Throughout centuries craftsmen of the Vyatka lands (Kirov Region nowadays) were engaged in wood processing. It is no wonder they laid the foundation to the unique burr craft.
Burr is a material admirable in its kind. It is called forest porphyry or wooden malachite. Wonderful paragons of burr ware are kept in the largest museum collections of Russia. Such ware was called napiform in Russia of the 16th – 17th centuries. It adorned tsarist feasts on a par with gold-plated and silver dishes.
Burr growth found on branches and trunks of old trees remind of a knob, a drop, a boulder or a human head.
The burr is usually found on oak, walnut, black alder, and aspen trees. However, it is most common for birch trees. Burr material is strong and weighty and lends itself to machining favourably. It is not subject to cracking, starting, shrinking or swelling out. The burr layer varies in its thickness. The larger a burr and the more intricate its patterns are, the more expensive it is.
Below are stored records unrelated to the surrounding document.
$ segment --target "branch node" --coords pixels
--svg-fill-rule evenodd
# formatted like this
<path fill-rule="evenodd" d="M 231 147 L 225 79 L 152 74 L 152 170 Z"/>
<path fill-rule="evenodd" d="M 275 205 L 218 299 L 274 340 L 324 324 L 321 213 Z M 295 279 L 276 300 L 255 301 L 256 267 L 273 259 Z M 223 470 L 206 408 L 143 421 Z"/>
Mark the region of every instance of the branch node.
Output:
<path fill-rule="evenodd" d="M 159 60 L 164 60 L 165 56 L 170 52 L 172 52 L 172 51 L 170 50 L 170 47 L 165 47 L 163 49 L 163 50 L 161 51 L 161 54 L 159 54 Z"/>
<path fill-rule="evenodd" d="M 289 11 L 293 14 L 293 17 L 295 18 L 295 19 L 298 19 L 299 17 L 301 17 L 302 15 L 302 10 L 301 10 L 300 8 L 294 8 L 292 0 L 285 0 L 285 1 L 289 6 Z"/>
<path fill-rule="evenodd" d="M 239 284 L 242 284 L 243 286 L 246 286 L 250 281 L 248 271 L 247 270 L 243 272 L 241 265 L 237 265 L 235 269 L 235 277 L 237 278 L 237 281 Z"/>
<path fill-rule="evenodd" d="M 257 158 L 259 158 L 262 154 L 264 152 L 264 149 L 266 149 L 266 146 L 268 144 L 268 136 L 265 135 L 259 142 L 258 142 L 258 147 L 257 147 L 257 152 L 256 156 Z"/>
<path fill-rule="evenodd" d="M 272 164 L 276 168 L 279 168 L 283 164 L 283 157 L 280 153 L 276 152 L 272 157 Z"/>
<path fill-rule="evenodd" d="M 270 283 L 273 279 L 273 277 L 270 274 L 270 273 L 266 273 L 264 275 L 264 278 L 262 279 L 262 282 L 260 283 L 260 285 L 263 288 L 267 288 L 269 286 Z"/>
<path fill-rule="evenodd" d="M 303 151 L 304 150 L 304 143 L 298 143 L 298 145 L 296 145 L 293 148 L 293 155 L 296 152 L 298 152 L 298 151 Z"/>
It is known that in the first half of the 19th century the burr of 20 pounds (a little more than 8 kg) cost as much as thoroughbred bull. In pre-revolutionary Russia the burr was worth its weight in gold: 70 rubles per kilogram in the dry state. Legends were circulated about the burr, just like about ginseng. It was considered great fortune to find it in the wood. The birch burr, which is the most beautiful in pattern and color, was widespread in the Vyatka Province (Kirov Region). It was thanks to this material that the remarkable woodwork craft appeared.
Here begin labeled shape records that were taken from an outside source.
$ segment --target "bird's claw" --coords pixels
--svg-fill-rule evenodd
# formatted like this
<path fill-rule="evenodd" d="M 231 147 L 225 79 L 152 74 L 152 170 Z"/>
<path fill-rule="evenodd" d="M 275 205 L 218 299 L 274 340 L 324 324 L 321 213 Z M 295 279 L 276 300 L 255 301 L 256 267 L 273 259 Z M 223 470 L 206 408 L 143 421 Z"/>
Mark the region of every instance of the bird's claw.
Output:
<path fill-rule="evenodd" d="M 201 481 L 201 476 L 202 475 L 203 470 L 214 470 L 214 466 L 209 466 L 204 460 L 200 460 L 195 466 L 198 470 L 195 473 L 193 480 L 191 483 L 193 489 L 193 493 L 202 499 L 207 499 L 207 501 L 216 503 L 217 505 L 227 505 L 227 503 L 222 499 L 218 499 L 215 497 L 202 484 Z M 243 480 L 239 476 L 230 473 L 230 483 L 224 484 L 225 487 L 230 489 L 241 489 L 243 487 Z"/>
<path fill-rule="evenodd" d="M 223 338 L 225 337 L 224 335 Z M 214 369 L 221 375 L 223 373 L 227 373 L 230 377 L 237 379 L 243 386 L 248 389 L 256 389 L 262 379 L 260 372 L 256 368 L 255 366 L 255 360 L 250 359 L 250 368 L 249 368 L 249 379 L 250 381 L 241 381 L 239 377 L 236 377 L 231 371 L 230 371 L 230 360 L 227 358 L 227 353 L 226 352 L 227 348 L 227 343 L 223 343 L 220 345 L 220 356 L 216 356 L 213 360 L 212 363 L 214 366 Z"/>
The burr woodwork was first recorded in literature of the early 18th century. The famous Russian historian Vasily Tatishchev wrote about burr ware made in Vyatka in his book Composition of History and Geography of Russia.
Grigory Makarov, who lived in the first quarter of the 19th century in the district town of Slobodsky is considered to be the founder of the burr craft in Vyatka Province. He used thin burr plates to create caskets and snuffboxes in geometrical forms and exact proportions in line with the style of Classicism domineering in those years. His major merit was adding wooden hinges to his woodworks. Grigory Makarov unriddled and adopted this secret from a Scottish snuffbox, which he had come across. He managed to make it by mastering most sophisticated operations. Making exactly fitting hinge fingers and holes, as well as drilling with a thin wire became part of the arsenal of the next generations of burr craftsmen.
The master Semyon Ivanovich Bronnikov from Vyatka also left his mark in the history of the burr craft. He is known as the creator of the one of a kind wooden pocket watch, with its case and box made of burr. His sons Nikolay and Mikhail assisted their father in his work. They took orders for making pocket watches from many cities of Russia. The pinnacle of the Bronnikovs fame as watchmakers was participating in the World Fair in Vienna (1837). The dynasty members were a big success in the subsequent famous exhibitions, such as the Nizhny Novgorod Commercial and Industrial and Art Exhibition (1896) and the All-Russian Exhibition in St. Petersburg (1902).